I know I need to talk to the VA again soon. I need my medication adjusted, the PTSD has been varying daily from pretty annoying to pretty horrible. Surviving the past few years has meant keeping myself mostly isolated, shields up, don't let anyone or anything get too close. I don't trust anyone. I'm extremely hyperaware, pretty jumpy, I avoid people and places, the nightmares range from WTF? to terrifying, all of those things. I don't have much faith in the VA right now though; I was on a handful of pills every day, in therapy, in groups, learning to be mindful, doing all of the things when I first became homeless. None of those supposed-to-be-helpful things prevented me ending up on the street, or actually helped me get through school, or made my life easier to manage-- I dealt with being homeless, I get myself up every day and carry my tired ass in to school or work. I'm moving through life but I'm feeling (sometimes very) rough around the edges.

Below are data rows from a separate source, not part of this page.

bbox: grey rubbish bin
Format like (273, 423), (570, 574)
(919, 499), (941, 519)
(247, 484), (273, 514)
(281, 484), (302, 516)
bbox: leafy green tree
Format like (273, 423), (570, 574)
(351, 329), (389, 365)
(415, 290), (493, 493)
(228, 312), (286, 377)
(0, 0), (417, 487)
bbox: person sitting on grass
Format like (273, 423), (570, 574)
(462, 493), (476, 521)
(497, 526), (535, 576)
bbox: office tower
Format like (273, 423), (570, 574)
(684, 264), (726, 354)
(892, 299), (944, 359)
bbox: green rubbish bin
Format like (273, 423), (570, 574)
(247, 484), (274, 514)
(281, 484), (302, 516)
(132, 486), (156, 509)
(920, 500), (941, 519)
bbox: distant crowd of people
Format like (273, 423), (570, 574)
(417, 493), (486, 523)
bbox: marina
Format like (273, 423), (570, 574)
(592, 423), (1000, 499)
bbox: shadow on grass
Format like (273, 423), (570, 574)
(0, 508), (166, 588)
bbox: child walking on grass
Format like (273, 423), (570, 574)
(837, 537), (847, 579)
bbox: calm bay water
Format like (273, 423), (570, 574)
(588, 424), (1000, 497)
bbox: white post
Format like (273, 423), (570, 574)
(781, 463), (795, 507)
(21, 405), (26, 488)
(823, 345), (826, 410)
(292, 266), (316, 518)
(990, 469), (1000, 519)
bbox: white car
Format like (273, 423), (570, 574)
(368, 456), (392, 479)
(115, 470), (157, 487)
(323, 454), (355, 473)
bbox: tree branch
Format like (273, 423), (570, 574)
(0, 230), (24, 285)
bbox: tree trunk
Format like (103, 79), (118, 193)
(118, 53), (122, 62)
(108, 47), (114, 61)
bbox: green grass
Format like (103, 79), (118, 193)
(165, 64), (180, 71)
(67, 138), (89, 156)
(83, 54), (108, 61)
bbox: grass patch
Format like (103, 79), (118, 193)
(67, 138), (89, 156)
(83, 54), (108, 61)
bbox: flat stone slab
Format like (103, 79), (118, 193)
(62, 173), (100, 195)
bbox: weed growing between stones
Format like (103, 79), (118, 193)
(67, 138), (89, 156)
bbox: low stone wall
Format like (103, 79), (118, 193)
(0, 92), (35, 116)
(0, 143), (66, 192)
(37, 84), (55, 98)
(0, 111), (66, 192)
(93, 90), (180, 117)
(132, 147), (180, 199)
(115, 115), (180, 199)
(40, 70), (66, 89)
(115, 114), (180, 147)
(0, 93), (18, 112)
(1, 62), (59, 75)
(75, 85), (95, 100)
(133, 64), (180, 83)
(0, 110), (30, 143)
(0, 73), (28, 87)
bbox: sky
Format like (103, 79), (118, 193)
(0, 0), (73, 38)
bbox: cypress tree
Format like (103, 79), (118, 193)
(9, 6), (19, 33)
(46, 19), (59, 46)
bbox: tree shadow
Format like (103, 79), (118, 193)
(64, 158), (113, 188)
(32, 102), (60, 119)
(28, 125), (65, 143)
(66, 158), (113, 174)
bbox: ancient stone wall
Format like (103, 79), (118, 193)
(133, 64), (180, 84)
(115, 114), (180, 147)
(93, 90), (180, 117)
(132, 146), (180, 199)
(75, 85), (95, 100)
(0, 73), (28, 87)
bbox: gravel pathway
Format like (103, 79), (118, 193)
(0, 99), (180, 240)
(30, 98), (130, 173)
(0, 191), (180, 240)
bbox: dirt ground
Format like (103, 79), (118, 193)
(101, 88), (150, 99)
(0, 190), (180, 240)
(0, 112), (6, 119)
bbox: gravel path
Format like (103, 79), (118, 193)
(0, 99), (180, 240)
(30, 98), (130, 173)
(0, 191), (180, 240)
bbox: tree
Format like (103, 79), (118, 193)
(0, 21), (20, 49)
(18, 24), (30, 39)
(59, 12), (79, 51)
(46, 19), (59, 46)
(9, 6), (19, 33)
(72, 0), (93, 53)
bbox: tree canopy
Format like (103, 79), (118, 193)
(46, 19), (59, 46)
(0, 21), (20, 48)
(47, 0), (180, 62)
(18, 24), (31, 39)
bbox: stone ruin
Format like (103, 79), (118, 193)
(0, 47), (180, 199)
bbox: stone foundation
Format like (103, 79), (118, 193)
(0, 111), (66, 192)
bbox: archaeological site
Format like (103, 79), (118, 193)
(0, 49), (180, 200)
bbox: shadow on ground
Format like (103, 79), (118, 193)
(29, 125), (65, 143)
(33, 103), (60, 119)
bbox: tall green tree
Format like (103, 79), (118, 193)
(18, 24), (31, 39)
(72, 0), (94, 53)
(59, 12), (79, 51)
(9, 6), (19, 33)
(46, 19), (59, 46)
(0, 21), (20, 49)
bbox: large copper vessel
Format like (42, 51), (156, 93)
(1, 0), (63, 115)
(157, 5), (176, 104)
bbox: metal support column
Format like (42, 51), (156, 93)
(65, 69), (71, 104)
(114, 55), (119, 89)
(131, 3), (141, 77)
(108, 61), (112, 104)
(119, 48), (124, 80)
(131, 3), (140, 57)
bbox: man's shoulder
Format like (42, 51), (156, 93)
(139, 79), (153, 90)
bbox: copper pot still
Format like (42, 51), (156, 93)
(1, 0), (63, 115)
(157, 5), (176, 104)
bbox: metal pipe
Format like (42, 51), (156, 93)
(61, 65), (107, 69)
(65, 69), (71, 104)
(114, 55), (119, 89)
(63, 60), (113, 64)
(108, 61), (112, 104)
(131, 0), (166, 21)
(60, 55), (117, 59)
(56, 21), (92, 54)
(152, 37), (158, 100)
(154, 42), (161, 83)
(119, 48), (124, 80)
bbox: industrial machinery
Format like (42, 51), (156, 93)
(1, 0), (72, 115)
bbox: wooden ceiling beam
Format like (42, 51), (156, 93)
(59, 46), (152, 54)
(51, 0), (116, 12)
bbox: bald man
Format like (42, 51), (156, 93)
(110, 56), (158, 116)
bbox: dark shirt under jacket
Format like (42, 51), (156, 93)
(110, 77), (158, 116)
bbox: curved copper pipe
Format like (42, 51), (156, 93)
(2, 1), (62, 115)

My most recent experience with the VA, dealing with interns who will disappear after a few months and groups that limit the number of times I can participate, hasn't helped. Cognitive based therapy definitely helps, but it needs to be something substantial and meaningful. Medication helps-- I feel like total shit without it-- but I question its value because I'm on medication, and I used to be on a ton of medication, and it didn't prevent things from falling apart. I'm not seeing anything from the VA that suggests that they have anything new to offer.

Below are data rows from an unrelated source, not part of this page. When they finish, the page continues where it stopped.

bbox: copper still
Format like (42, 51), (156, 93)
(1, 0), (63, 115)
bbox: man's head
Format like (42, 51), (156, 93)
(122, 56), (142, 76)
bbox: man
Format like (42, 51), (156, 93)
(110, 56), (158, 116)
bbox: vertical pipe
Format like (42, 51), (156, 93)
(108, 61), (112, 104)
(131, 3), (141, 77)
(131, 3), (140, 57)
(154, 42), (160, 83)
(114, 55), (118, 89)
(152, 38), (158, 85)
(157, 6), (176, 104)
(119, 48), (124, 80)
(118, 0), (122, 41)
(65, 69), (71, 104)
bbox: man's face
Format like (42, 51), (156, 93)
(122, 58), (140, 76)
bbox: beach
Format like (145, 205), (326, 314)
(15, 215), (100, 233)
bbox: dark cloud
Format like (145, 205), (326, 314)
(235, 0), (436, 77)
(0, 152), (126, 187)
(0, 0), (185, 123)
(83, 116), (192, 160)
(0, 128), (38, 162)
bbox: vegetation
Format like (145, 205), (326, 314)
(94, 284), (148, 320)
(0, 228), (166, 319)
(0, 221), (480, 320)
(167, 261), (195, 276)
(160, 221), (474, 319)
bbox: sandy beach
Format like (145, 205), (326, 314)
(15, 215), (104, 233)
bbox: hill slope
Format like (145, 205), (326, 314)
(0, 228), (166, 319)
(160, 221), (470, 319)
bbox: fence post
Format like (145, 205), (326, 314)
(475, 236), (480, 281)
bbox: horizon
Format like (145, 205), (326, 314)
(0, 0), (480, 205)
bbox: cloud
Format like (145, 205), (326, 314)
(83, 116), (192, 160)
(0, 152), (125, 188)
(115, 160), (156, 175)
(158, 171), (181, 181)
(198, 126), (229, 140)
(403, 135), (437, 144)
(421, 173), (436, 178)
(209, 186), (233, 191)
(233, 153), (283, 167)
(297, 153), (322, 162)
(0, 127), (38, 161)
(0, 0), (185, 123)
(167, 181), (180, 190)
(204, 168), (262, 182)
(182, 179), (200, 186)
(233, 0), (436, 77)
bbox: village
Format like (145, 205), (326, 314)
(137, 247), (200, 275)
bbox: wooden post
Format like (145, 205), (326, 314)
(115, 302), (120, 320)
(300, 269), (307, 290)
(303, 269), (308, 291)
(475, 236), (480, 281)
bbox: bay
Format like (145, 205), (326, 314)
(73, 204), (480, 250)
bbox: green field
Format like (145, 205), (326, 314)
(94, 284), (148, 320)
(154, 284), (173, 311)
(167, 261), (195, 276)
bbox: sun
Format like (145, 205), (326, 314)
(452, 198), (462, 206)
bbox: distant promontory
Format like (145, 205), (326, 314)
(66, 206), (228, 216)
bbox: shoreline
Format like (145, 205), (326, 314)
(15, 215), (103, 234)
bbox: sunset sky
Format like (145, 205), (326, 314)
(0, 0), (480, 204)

It bothers me to no end that I've had no contact with the VA for several weeks, that the last appointment I had I missed, that I was in a group for veterans who were there for prolonged exposure therapy needed because of PTSD from combat, and no one has called or sent a letter or anything to see if I'm still alive.

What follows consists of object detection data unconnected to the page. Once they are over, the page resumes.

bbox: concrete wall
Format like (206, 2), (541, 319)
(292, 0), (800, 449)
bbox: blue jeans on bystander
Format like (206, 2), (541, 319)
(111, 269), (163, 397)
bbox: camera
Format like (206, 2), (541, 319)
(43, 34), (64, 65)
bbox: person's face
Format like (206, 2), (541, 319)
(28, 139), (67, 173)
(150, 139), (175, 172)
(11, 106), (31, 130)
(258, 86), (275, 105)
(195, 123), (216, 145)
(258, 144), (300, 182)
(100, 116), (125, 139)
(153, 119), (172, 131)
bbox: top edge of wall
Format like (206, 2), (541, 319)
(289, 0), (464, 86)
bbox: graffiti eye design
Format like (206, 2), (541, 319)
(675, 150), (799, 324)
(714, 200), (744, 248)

That's probably what angers me the most. That for all the shit I've been through, some of which was the VA's fault, no one seems to give a shit. If I thought it would do any good, I'd go in and flip over some desks, make a scene, send some papers flying around, but I'd just get myself arrested and that wouldn't fix anything. I'm not that guy anyway. Still, that's why I haven't called to make an appointment, or headed to the VA hospital-- I used to believe that doing so would help, but I don't believe it now.
I don't have anywhere else to go for help, though. I don't drink or smoke or use (and I don't want to start), so that avenue of self-medication is out. So I just press on. Good things happen when I put in the effort, and even if I'm rough around the edges, that might be all right for now. Realistically, I'm going to try to get there next week and have my medication bumped up one notch, and then I'm going to try to find some time to go over my binder of cognitive-based therapy notes. Maybe if I stop expecting anything from the VA, I'll be less disappointed.